Проба романа об отце представляет собой синтез воспоминания о действительном прошлом и творящего воображения – с блестками тех «зайчиков» из трансцендентной реальности в сознании писателя Федора, которые отличают всех «любимых» набоковских героев автобиографического типа.
Замечательно, что образ отца впервые возник на «пороге» реальности «жизни действительной» и инобытийной:
«Отец однажды, в Ордосе, поднимаясь после грозы на холм, ненароком вошел в основу радуги, – редчайший случай! – и очутился в цветном воздухе, – играющем огне, будто в раю. Сделал еще шаг – и из рая вышел»[Н., Т.4, с.261].
А затем:
«Он перепрыгнул лужу <…> и отпечатал на краю дороги подошву: многозначительный след ноги, всё глядящий вверх, всё видящий исчезнувшего человека» [Н., Т.4, с. 261–262].
Так бывшее в жизни, благодаря креативнойпамяти, навеки запечатлевается в инобытии (след, «всё глядящий вверх»).
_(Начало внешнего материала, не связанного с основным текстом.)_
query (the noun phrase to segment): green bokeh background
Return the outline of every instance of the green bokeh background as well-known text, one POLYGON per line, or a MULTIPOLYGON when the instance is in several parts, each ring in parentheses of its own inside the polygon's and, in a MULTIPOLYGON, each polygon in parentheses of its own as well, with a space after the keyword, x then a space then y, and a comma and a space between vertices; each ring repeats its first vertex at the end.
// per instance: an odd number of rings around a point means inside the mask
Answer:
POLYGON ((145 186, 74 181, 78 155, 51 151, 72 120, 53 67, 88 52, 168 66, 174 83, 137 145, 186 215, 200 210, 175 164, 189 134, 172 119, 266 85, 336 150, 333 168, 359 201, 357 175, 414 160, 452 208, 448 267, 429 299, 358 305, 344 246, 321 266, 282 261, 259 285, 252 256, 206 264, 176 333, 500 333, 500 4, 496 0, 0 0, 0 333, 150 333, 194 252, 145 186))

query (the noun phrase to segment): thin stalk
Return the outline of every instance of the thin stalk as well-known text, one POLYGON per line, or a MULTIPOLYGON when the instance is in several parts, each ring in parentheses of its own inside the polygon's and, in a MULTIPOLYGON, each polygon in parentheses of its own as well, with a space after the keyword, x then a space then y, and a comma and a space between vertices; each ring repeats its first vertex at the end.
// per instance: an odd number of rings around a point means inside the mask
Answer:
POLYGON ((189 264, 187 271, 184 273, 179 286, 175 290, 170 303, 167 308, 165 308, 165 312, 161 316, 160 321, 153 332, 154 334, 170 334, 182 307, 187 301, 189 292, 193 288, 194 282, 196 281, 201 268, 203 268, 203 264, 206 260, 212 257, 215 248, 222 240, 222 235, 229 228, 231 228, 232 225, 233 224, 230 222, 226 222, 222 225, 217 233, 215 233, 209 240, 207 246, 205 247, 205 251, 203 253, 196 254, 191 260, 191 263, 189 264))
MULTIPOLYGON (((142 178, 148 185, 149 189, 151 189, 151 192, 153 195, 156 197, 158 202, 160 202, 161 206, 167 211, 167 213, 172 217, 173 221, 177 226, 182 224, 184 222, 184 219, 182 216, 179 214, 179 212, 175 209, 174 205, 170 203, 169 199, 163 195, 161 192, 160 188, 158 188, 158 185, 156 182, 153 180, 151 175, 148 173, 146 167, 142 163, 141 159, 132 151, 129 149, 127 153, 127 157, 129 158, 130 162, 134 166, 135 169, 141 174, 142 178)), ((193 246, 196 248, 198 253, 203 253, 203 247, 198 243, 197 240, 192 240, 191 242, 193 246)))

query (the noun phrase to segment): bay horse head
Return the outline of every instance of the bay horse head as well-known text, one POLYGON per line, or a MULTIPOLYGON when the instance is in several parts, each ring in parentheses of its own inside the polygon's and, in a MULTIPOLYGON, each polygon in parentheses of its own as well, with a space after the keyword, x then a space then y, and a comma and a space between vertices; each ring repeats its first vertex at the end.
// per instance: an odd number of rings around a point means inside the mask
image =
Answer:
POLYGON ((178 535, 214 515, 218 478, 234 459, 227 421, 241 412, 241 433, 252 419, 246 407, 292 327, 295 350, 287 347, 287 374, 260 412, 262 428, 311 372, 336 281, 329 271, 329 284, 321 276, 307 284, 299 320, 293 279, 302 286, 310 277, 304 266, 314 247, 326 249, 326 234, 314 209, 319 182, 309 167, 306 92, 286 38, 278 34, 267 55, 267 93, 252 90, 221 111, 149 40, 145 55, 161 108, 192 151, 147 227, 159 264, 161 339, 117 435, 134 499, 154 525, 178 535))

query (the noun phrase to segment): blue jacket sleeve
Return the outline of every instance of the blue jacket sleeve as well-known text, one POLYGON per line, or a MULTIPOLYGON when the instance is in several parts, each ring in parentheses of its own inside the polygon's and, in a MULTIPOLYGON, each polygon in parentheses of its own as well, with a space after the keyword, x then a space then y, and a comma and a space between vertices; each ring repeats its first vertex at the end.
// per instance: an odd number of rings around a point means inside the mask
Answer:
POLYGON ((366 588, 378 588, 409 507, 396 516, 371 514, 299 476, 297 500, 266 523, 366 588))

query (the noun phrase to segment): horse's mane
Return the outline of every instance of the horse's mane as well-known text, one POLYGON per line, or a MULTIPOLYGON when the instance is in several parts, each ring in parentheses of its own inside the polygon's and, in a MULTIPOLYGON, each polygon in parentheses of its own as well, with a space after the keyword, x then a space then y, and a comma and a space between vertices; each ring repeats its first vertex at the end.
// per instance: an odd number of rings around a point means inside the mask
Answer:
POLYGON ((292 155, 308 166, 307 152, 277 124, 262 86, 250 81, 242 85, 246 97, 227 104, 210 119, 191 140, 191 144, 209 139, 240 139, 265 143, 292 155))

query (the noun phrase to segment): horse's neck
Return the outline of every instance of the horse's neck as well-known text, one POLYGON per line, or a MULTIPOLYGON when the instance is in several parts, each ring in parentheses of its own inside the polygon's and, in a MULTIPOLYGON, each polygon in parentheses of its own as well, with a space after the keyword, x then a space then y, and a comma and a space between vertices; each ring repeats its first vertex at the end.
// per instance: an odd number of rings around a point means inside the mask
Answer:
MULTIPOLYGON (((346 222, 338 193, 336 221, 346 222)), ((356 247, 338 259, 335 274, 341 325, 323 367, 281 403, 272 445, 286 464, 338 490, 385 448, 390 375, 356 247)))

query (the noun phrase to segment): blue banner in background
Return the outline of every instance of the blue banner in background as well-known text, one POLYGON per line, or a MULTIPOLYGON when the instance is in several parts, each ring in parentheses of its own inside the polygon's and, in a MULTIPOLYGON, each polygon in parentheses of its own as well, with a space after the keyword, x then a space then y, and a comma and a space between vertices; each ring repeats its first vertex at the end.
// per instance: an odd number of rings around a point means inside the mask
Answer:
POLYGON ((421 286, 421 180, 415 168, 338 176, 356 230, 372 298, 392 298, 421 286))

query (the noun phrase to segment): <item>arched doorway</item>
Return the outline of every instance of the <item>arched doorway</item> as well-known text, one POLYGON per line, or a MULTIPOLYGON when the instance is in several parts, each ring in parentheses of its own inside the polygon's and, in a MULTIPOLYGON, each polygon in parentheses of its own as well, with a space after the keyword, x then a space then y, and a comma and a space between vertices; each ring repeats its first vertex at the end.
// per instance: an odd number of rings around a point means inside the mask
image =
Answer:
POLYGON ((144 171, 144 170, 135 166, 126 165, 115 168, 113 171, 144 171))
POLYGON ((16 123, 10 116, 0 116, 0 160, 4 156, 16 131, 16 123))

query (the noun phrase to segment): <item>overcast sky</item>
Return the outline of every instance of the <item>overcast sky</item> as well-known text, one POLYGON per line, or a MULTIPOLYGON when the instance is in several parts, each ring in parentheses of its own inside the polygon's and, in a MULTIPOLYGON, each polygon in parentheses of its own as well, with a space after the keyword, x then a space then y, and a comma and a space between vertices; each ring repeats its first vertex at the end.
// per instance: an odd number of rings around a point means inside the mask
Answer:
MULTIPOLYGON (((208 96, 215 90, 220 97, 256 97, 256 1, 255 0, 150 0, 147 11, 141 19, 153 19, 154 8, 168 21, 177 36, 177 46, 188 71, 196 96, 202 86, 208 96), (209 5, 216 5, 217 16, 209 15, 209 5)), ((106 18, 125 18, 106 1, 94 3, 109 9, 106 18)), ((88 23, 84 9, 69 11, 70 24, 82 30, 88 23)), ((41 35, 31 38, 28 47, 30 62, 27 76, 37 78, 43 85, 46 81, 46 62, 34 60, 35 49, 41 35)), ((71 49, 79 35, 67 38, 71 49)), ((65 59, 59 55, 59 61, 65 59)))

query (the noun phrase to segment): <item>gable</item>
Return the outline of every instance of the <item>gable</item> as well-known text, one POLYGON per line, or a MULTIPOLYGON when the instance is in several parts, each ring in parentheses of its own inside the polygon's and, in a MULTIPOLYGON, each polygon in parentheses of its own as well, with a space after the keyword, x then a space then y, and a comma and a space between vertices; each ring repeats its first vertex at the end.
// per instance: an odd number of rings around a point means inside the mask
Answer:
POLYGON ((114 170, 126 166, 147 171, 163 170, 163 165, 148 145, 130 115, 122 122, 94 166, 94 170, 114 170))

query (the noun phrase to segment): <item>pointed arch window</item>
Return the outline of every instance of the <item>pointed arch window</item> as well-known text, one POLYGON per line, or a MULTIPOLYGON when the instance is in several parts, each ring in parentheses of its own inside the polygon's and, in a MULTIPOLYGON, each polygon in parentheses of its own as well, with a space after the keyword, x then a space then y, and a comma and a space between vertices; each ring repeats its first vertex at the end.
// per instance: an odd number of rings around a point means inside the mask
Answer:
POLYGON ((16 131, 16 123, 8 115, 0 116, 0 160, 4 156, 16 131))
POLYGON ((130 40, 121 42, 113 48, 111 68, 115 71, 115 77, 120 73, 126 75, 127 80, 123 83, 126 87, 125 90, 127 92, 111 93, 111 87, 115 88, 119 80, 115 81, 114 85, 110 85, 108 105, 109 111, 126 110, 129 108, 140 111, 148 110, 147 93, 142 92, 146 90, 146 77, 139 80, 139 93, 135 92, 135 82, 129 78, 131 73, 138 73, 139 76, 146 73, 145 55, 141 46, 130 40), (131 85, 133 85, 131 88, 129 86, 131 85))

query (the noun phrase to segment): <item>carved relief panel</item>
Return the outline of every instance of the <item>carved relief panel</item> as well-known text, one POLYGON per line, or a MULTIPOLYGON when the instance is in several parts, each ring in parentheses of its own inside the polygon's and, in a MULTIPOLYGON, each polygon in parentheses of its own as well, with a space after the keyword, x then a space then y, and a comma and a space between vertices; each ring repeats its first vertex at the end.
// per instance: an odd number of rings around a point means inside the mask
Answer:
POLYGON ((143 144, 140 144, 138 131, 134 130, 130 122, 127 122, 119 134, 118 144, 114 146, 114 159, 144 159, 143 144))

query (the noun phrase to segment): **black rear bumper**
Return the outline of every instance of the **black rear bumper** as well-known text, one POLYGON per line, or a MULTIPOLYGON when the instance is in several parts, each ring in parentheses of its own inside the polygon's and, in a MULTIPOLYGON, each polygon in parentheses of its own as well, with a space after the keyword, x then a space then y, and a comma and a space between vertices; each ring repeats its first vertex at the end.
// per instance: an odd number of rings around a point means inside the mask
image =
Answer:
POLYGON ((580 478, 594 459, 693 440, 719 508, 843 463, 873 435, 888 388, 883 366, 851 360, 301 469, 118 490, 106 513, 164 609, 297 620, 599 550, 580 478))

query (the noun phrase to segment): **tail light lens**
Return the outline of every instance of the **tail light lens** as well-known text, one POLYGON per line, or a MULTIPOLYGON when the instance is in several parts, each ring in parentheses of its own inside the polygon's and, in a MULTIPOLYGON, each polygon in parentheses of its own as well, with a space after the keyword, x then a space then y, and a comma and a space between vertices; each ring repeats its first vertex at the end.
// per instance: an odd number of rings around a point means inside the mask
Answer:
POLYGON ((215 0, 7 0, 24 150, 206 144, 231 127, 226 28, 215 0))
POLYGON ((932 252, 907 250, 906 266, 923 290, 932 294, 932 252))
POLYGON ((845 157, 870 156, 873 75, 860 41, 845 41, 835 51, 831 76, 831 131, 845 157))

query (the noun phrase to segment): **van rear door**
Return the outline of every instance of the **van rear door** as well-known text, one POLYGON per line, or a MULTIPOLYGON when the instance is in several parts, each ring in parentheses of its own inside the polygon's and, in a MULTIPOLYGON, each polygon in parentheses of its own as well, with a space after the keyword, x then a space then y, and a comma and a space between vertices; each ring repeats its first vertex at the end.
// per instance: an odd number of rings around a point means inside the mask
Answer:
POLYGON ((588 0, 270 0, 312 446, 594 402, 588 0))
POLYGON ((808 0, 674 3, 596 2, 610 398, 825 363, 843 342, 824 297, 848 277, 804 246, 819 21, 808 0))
Детские воспоминания Федора Годунова-Чердынцева переплетаются с воспоминаниями его матери, и вот уже, исподволь их пронизывая, возникают картины, рожденные живым воображением сочинителя:
«Я вижу затем <…> Далее я вижу горы <…> От гула воды в ущелье человек обалдевал, каким-то электрическим волнением наполнялась грудь и голова <…> Особенно ясно я себе представляю <…> Передвигаясь с караваном по Тянь-Шаню, я вижу теперь <…> Как-то зимой, переходя по льду через реку, я издали приметил <…> Поднимаясь, бывало, по Желтой реке и ее притокам, роскошным сентябрьским утром, в прибрежных лощинах, в зарослях лилий, я с ним ловил <…> Исследовав тибетские нагорья, я пошел на Лоб-Нор <…>» [Н., Т.4, с. 299–307].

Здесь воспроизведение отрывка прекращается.